パターン2 老眼+近視の人の見え方と進行過程
近視の人は一般的に、老眼になったと気づくのが遅くなりがちです。
近視でずっとメガネをかけてきた人の場合、老眼になると「メガネをはずせば、以前よりも近くが見やすくなった」というケースが多いものです。コンタクトレンズなら「裸眼でいると、近くが見やすくなった」と感じます。
これこそ実は老眼の症状なのですが、しばらくは老眼と気づかないため、「近視だから老眼になりにくかった」と誤解してしまうわけです。
そのせいで「近視の目は老眼になりにくい」という話がまことしやかに流れるのです。昔から巷間に伝わりやすい誤った情報です。
眼科医としては困ったことだと思いますが、それを信じたい、できればそうであってほしいと考える気持ちも分かるのです。「老眼」という名称には字面だけでなく、いかにも「老化現象だ」といっているような響きがあるのではないでしょうか。そのため最近では、老眼鏡のことを「リーディンググラス」「手元専用メガネ」とも呼ぶようにもなりました。

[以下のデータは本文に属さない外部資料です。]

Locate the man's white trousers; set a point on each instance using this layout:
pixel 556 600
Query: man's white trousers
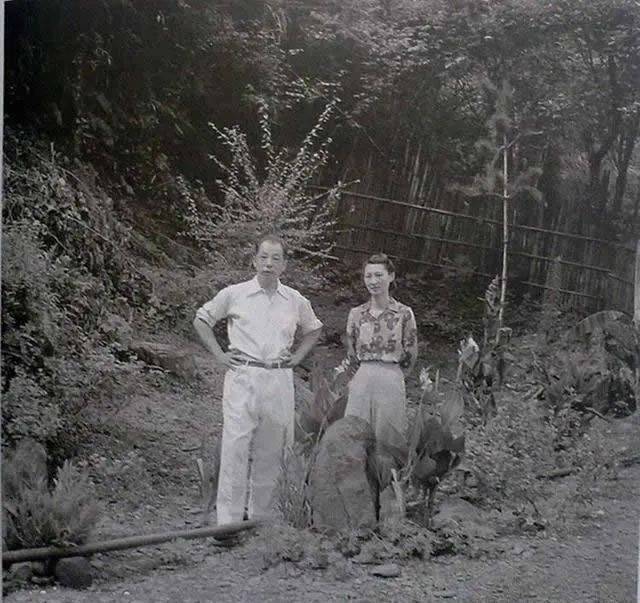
pixel 258 412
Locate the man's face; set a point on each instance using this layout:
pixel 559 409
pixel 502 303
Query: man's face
pixel 269 261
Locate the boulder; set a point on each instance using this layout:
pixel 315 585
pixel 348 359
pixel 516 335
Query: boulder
pixel 74 572
pixel 341 493
pixel 176 361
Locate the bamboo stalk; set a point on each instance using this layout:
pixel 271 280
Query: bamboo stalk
pixel 404 259
pixel 485 248
pixel 131 542
pixel 567 291
pixel 416 235
pixel 444 212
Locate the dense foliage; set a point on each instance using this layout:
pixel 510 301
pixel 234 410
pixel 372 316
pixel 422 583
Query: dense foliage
pixel 132 86
pixel 68 288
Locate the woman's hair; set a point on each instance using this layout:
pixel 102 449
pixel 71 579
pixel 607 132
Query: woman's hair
pixel 380 258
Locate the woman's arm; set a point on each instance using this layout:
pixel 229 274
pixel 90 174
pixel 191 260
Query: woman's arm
pixel 409 342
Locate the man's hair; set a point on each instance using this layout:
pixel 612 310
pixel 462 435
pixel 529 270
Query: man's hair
pixel 271 238
pixel 380 258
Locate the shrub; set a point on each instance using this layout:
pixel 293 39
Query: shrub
pixel 36 516
pixel 64 270
pixel 513 456
pixel 266 196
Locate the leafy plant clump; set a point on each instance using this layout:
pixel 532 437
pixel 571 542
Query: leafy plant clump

近くが裸眼で見やすくなった人も、老眼が進むにつれ、メガネをしてもしなくても近くが見えにくくなります。進行の程度により、「よく見える距離」と「よく見えてほしい距離」の間にずれが生じてくるからです。
例えば、裸眼で30cmの距離がよく見えれば読書やスマートフォンを使うとき便利ですが、10cmでは見るものをかなり近づけなければなりません。近視の人が老眼初期に「裸眼で近くが見えるようになった」と言うのは、「たまたま見えやすい距離と見たいものの位置が、ぴったり一致した時期」と考えてください。
近視でメガネを使っている人の老眼が進行したときは、普段は今までどおり遠方がよく見えるメガネを使います。そして弱い近視用のレンズを使ったメガネも作り、老眼用として近くを見るために使用する必要が生じてきます。